Yes.. It has happened again. Whoever said it happens only once in a lifetime was definitely lying. For a reader who has never been in the hearing distance of a Spanish speaker the title translates to “My Second love”. It is my feeble attempt to keep in touch with whatever little Spanish I have learnt so far.
So after heaps I wasn’t completely closed to the possibility that I will come along some idea that would leave me enamoured. Something so fundamentally beautiful that would raise the bar of what I consider an ingenious thought. And so the day came when in my Computer Architecture class at University of Michigan I was taught -
Lets dive a little into what is this idea all about. Modern day processors are out of order and pipelined. The first adjective essentially means that a processor, irrespective of what order the instructions are fed to it, will execute them in the order it likes to gain maximum performance and the programmer shall still see the results that he/she expects. The second adjective simply means that the logic for each instruction is broken down into smaller pieces which can be termed as different stages in the execution.This allows us to start an instruction before the preceding one completes as multiple instructions can be in different stages at the same time. If the longest stage of our execution pipeline took x time units then the best possible throughput we could get is at least one instruction every x time units.
But there are reasons why we don’t quiet get this performance. One of these is data hazards.
Consider this code snippet :
Instruction 1 : MULT R0,R0,R1 –> R1 = R0 * R0
Instruction 2 : ADD R1,R2,R3 –> R3 = R1 + R2
Instruction 3 : MULT R5,R6,R3 –> R3 = R5 * R6
Instruction 4 : ADD R7,R8,R6 –> R6 = R7 + R8
Now instruction 2 cannot begin execution till instruction 1 completes because it needs the value of register R1 which instruction 1 will compute. This is RAW (Read after Write) dependency. Also, instruction 2 and 3 write to the same register R3 and even though the processor could merrily execute them out of order given they don’t effect each other we need to make sure that it is instruction 3 that writes last to register R3. This is WAW dependency (Write after Write). Finally we need to make sure that instruction 3 reads the value of R6 before we let instruction 4 write to it. This is WAR(Write after Read) dependency. Given all this complications, our dear processor might as well execute them in order!!

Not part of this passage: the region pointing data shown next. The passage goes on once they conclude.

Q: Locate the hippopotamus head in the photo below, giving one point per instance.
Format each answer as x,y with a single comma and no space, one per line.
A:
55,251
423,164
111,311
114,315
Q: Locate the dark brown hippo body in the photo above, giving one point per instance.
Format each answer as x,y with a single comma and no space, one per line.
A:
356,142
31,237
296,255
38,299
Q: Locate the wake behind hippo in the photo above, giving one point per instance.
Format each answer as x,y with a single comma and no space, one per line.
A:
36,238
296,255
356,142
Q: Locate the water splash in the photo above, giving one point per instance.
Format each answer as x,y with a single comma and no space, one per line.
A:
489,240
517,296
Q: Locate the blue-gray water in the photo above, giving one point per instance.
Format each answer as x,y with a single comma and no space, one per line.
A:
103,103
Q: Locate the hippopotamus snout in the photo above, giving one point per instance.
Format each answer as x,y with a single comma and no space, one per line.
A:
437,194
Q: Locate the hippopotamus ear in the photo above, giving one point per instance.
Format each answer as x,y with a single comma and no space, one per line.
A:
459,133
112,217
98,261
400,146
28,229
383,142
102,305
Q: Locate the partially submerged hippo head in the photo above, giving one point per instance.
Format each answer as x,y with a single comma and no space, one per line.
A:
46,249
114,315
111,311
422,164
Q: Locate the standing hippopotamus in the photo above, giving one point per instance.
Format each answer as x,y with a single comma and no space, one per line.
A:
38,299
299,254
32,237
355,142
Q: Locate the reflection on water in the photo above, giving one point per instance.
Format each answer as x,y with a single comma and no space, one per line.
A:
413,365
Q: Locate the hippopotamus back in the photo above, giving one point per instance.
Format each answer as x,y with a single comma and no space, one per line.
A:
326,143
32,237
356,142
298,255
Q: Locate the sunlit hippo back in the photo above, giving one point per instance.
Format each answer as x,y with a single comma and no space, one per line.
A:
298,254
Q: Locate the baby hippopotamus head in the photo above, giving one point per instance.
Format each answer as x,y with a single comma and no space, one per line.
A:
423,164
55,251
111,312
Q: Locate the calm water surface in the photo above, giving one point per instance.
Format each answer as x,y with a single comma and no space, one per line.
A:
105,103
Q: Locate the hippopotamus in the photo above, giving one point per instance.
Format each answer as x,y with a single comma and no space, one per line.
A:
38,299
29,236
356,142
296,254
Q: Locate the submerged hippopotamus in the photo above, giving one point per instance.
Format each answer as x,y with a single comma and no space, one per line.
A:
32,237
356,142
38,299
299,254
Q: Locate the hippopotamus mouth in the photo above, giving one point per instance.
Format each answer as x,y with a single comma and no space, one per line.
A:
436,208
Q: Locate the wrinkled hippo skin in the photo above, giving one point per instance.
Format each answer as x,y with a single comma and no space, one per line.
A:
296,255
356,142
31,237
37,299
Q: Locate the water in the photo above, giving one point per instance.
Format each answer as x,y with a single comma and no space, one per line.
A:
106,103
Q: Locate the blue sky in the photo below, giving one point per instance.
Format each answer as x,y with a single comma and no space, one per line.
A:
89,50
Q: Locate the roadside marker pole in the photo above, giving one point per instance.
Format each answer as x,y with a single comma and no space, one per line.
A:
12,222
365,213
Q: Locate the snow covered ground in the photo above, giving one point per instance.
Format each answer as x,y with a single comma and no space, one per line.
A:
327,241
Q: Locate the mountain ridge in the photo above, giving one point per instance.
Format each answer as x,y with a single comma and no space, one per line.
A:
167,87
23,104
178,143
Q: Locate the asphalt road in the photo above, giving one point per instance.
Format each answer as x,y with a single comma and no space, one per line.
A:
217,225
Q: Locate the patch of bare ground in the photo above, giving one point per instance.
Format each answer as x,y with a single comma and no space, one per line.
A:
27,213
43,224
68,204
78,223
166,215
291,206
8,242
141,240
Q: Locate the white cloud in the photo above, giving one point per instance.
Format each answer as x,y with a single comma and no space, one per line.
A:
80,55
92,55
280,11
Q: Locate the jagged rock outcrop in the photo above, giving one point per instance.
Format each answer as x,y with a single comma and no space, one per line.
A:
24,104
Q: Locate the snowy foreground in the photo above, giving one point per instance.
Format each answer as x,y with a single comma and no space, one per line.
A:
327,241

But this is not what happens in real processors because of the amazing idea of register renaming! If we really think about it, the only true dependency is RAW. By true what I mean is for the program to be correct, it is essential that the value computed by instruction 1 is what should actually be used by instruction 2. But the other dependencies are just name dependencies.
Consider our processor had infinite registers to play around with. But to the programmers we expose only a certain set of registers. These two groups are called : physical registers and architectural registers respectively. It is clear that ,
physical registers >= architectural registers
What register renaming does is :
–Every time we encounter an instruction we give it a new physical register to write to. Essentially rename an architectural location to new physical register.
–We maintain and update the mapping of architecture register -> physical register accordingly.
Now lets assume we have 14 physical registers(P0 to P13) and 10 architectural registers (R0 to R9). Consider that the intial mapping is
R0 – P0, R1 – P1 and so on.
In this sunlight of register renaming (sunlight: a phenomenon which was omnipresent in my life which is now kindof extinct) our code snippet will now be:
Instruction 1 : MULT P0,P0,P10 –> mapping R1 -> P1 changes to R1 -> P10
Instruction 2 : ADD P10,P2,P11 –> mapping R3 -> P3 changes to R3 -> P11, notice that P10 is referred here instead of P1 for R1
Instruction 3 : MULT P5,P6,P12 –> mapping R3 -> P11 changes to R3 -> P12
Instruction 4 : ADD P7,P8,P13 –> mapping R6 -> P6 changes to R6 -> P13
So what we achieved by this is, our processor can now execute instruction 2, 3 and 4 in any order as :
– WAW hazard is removed as both instruction 1 and instruction 2 have different destination registers.
– WAR hazard is removed as instruction 3 will read the right value whether instruction 4 executes before it or not.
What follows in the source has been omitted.